SpriteDX - Pixel Alignment - Lab Note 7

We built anti-corruption model V1 and integrated it into SpriteDX. However, we are seeing some quality issues. I want to start a Lab Note to go over the issues and plan for mitigation.
V1 Model
Architecture of V1 Model is UNet with skip connections. Given RGB pixel arts, it computes corrections needed to make it a true pixel art in RGBA. Here are the building blocks of the UNet.

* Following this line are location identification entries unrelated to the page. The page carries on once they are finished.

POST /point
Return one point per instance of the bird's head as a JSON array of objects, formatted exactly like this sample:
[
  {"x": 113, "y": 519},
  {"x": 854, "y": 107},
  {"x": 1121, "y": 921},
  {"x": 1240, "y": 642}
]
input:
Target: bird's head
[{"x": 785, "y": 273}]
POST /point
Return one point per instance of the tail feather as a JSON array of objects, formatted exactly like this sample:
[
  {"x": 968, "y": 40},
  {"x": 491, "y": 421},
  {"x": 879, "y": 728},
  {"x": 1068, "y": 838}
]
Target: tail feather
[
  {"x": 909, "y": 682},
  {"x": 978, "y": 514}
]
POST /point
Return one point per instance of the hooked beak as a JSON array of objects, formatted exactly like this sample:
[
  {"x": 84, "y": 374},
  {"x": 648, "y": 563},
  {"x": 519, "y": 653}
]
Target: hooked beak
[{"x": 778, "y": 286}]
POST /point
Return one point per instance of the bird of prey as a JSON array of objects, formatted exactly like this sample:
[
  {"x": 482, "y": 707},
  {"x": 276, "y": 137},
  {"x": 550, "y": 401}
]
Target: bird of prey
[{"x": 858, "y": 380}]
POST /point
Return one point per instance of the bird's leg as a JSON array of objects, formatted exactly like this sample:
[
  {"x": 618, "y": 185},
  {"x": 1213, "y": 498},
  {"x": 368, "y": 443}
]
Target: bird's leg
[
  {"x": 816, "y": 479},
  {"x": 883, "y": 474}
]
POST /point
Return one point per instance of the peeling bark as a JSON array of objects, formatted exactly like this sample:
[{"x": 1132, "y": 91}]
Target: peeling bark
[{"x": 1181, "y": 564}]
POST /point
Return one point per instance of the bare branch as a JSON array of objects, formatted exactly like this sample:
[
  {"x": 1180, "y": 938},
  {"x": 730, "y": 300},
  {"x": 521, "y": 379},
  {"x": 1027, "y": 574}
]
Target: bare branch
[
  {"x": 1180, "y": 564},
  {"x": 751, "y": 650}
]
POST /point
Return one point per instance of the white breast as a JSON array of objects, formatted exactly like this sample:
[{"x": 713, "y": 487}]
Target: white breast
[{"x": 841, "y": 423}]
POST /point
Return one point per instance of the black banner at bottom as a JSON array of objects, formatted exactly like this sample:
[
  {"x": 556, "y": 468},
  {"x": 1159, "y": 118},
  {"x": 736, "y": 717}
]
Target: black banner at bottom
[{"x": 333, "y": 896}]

class DoubleConv(nn.Module):
def __init__(self, in_channels, out_channels):
super().__init__()
self.conv = nn.Sequential(
nn.Conv2d(in_channels, out_channels, 3, padding=1),
nn.BatchNorm2d(out_channels),
nn.ReLU(inplace=True),
nn.Conv2d(out_channels, out_channels, 3, padding=1),
nn.BatchNorm2d(out_channels),
nn.ReLU(inplace=True)
)
def forward(self, x):
return self.conv(x)
class Down(nn.Module):
def __init__(self, in_channels, out_channels):
super().__init__()
self.pool_conv = nn.Sequential(
nn.MaxPool2d(2),
DoubleConv(in_channels, out_channels)
)
def forward(self, x):
return self.pool_conv(x)
class Up(nn.Module):
def __init__(self, in_channels, out_channels):
super().__init__()
self.up = nn.ConvTranspose2d(in_channels, in_channels // 2, 2, stride=2)
self.conv = DoubleConv(in_channels + in_channels // 2, out_channels)
def forward(self, x1, x2):
x1 = self.up(x1)
x = torch.cat([x2, x1], dim=1)
return self.conv(x)
Then here is the Unet defintion:
class AntiCorruptionUNet(nn.Module):
"""
U-Net for anti-corruption: RGB (3 channels) -> RGBA (4 channels)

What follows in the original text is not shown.